Compromis trouvé le week-end dernier entre le gouvernement représenté par le vice-ministre des Finances et l’Intersyndicale de la Fonction publique pour arrêter la grève dans les régies financières : le gouvernement a accédé aux revendications des grévistes en acceptant de payer les frais réclamés
La grogne observée depuis près d’une semaine dans les régies financières à savoir, la Direction générale des impôts (DGI), l’Office de douanes et accises (OFIDA) ainsi que la Direction générale des recettes administratives, judiciaires, domaniales et de participation (DGRAD). Le Gouvernement a pris en compte toutes les revendications des agents et y a réservé une suite favorable au point que c’est dès ce lundi, 22 juin 2009, que seront actionnées les procédures de liquidation du bonus du quatrième trimestre 2008 et ceux de la rétrocession pour les mois de mars, avril et mai 2009.

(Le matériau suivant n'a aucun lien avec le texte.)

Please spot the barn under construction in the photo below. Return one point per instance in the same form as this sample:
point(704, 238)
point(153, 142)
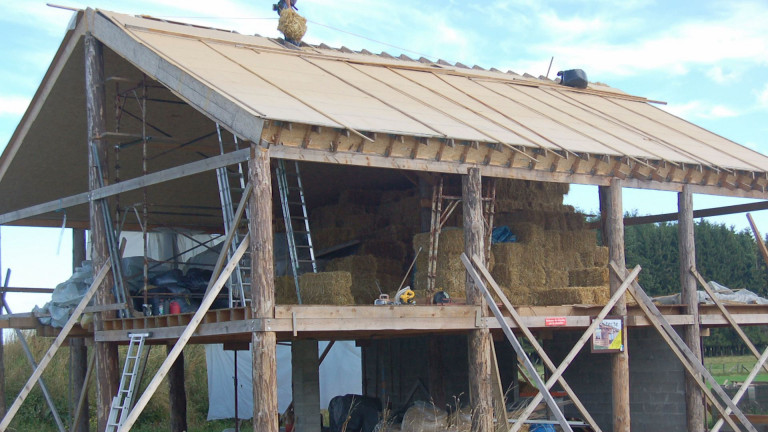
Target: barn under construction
point(333, 179)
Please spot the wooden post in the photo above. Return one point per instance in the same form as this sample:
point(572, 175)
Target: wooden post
point(694, 398)
point(480, 390)
point(107, 372)
point(78, 352)
point(306, 385)
point(614, 218)
point(264, 344)
point(435, 372)
point(177, 394)
point(2, 354)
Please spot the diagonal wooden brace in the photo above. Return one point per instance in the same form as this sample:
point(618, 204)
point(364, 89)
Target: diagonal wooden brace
point(579, 345)
point(46, 360)
point(521, 355)
point(535, 343)
point(684, 354)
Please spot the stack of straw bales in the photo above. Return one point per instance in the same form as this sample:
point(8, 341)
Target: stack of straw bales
point(365, 270)
point(327, 288)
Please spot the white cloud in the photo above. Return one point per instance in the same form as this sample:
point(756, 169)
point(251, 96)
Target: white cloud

C’est ce qui ressort des discussions intervenues le vendredi 19 juin dernier entre le Gouvernement, représenté par le Vice-ministre du Budget, M. César Lubamba, d’une part et, de l’autre, l’Intersyndical de la Fonction publique, à son tour représenté par Gibibulu. Salué par plusieurs en ce qu’elle vient de mettre fin au débrayage des agents, cette intervention de l’Etat, ne pouvait pas ne pas s’expliquer dès lors que ce dernier est appelé, à travers les régies financières, à mobiliser plus de recettes pour répondre à ses nombreux défis.
Comment en est-on arrivé là ?
D’après l’intersyndical, le tout est parti du fait que l’Etat a marché sur les règles qui les lient aux agents des régies financières; règles qui préconisent que le Gouvernement se doit d’octroyer des primes spéciales appelées « bonus » chaque fois qu’il y a dépassement des assignations budgétaires mensuelles. Ce que le Gouvernement n’a pas réalisé, a-t-on laissé entendre. Un autre grief mis à charge du Gouvernement, ce qui gèle des quotités à reverser à ces régies par le biais du ministère des Finances, eu égard au fait que les comptes du trésor public ont été crédités depuis. En clair, c’est ce chapelet de revendications qui a poussé les agents des régies financières dont la DGI, la DGRAD et l’OFIDA à observer un arrêt de travail d’une semaine.
Perspectives d’avenir
Maints analystes sont d’avis que le compromis trouvé entre le Gouvernement et l’Intersyndical de la Fonction publique qui a abouti à la libération des arriérés de bonus est un acte, positif que l’Etat doit normalement capitaliser pour éviter de tomber dans les erreurs du passé. Les régies financières sont un instrument important à son service pour lui permettre de réaliser son programme ; encore que la crise financière a déjà commencé à faire sentir ses effets qui, à la longue et si l’on y prend garde, risque de frapper de plein fouet ces entreprises.
Bien plus, le Gouvernement lui-même, qui attendait de ses partenaires extérieurs des fonds pour soutenir le cadre macroéconomique, est en difficulté suite à la position du FMI qui gèle la signature d’un nouveau programme formel avec le Gouvernement.